Later today, Residential Life will send a follow-up communication with important and detailed instructions to students with current housing contracts.
We are planning several town halls next week, and I hope you can join my colleagues and me as we answer questions and share additional information about the fall semester. The town hall schedule and information about how to participate are available on the WashU Together website.
We understand that this spring and summer brought many changes to U.S. governmental guidance around your visa status throughout the pandemic.
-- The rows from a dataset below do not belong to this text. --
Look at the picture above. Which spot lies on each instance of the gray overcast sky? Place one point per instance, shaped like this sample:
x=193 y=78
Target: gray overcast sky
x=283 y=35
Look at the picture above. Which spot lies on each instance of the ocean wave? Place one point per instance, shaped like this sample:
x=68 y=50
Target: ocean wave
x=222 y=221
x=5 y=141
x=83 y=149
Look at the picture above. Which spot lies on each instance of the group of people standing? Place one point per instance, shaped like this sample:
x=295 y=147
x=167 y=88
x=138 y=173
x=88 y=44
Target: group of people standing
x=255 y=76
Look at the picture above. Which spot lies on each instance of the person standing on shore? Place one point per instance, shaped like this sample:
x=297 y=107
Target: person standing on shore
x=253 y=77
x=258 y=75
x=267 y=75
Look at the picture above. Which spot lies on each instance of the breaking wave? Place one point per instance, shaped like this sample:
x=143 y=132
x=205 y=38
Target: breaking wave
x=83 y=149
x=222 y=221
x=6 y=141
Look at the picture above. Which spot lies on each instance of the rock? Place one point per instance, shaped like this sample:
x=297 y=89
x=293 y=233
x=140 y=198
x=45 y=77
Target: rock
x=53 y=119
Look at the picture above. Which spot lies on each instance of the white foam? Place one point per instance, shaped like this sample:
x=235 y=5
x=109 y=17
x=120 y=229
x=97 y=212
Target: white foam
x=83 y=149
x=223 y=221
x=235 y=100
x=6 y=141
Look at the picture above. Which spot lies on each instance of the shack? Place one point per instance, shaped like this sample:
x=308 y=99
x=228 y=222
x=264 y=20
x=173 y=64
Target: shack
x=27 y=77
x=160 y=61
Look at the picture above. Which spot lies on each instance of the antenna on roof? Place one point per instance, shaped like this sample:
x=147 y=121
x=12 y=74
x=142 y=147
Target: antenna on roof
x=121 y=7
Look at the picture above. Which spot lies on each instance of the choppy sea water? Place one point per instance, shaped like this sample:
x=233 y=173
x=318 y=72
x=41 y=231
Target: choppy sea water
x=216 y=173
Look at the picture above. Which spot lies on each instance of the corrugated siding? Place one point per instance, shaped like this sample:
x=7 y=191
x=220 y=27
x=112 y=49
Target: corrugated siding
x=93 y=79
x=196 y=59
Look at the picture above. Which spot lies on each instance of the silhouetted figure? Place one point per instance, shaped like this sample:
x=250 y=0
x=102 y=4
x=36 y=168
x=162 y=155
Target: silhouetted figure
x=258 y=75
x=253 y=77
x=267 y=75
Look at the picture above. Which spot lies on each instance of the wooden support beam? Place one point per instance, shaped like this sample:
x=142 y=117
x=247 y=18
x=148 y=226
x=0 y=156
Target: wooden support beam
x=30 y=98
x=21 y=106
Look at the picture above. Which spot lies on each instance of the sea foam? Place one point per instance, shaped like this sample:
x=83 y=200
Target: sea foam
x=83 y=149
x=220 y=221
We are glad that the current policy provides you the most flexibility to maintain your status and safety while studying at WashU. The Office of International Students and Scholars (OISS) will continue to provide summaries of relevant guidelines and be your main source of information regarding any updates. Please look for a communication from OISS later today regarding questions and information on next week’s town hall addressing the details for international students returning to campus.
We know the current pandemic has affected every single one of you. I want to make sure you know that we are here for you. For some, these past few months have created financial strain. Please reach out to your individual financial aid counselor in Student Financial Services if you have questions about your personal situation. Families whose financial circumstances have changed significantly are also encouraged to apply for need-based aid, even if they didn’t qualify in the past.
We also are re-opening the student crisis fund as an additional source of support. Information about the crisis fund will be available next week. In addition, we have worked hard this summer to make sure there is extra technology support available to all students eligible for financial aid who may need a new computer. Finally, I want to be clear that in the event the University needs to move to alternate operations again as a result of the pandemic, our housing and dining will remain open for students who are in a situation where they are not able to travel home.
I want you all to know how much my colleagues and I have missed you these past four and a half months. Washington University is a great place to work, teach and study, because of you, our very talented students! I look forward to being together with you again soon, whether in person or virtually. I know we can do this if we work together!